Mufreh previously worked as a leader in the Al-Ansar Mosque in Rabak, south of Khartoum.

New Era?

The new government that was sworn in on Sept. 8, led by Prime Minister Abdalla Hamdok, an economist, is tasked with governing during a transition period of 39 months. It faces the challenges of rooting out longstanding corruption and an Islamist “deep state” rooted in Bashir’s 30 years of power.

Bashir, who came to power in an Islamist-backed coup in 1989, faces charges of illegal acquisition and use of foreign funds. In Khartoum’s Kobar prison, he is charged with “inciting and participating in” the killing of protestors. In March 2009, the International Criminal Court indicted him for directing a campaign of mass killing, rape, and pillage against civilians in Darfur.

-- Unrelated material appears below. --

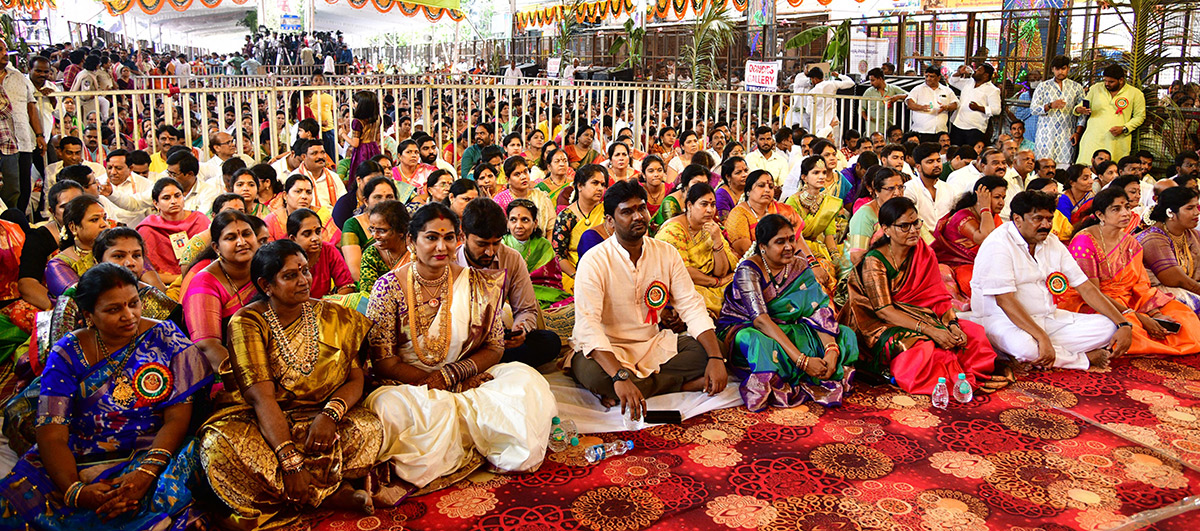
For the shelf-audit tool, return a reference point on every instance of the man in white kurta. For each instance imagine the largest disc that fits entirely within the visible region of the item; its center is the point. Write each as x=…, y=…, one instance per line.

Hamad, the former chairman of the Sudan Council of Churches, has said that the government should recover all properties confiscated under the previous regime, including the Catholic Club and another building belonging to the Sudan Interior Church.

The Catholic Club, strategically located near the Khartoum International Airport, was turned into the headquarters of Bashir’s National Congress Party. The Sudan Interior Church building, used by the Khartoum International Church and other Christian organizations, was turned into offices for the notorious National Intelligence and Security Service (NISS).

On July 29, Chairman of the Military Council Abdul Fattah Al-Burhan issued a decision to amend the name of NISS to General Intelligence Service. The measure also froze Article 50 of the Law of Security Service, which had given NISS broad powers of inspection and detention without cause, widely misused against Christians and political opponents.

Sudan fought a civil war with the south Sudanese from 1983 to 2005, and in June 2011, shortly before the secession of South Sudan the following month, the government began fighting a rebel group in the Nuba Mountains that has its roots in South Sudan.

Due to its treatment of Christians and other human rights violations, Sudan has been designated a Country of Particular Concern by the U.S. State Department since 1999.

Sudan ranked sixth on Christian support organization Open Doors’ 2019 World Watch List of countries where it is most difficult to be a Christian.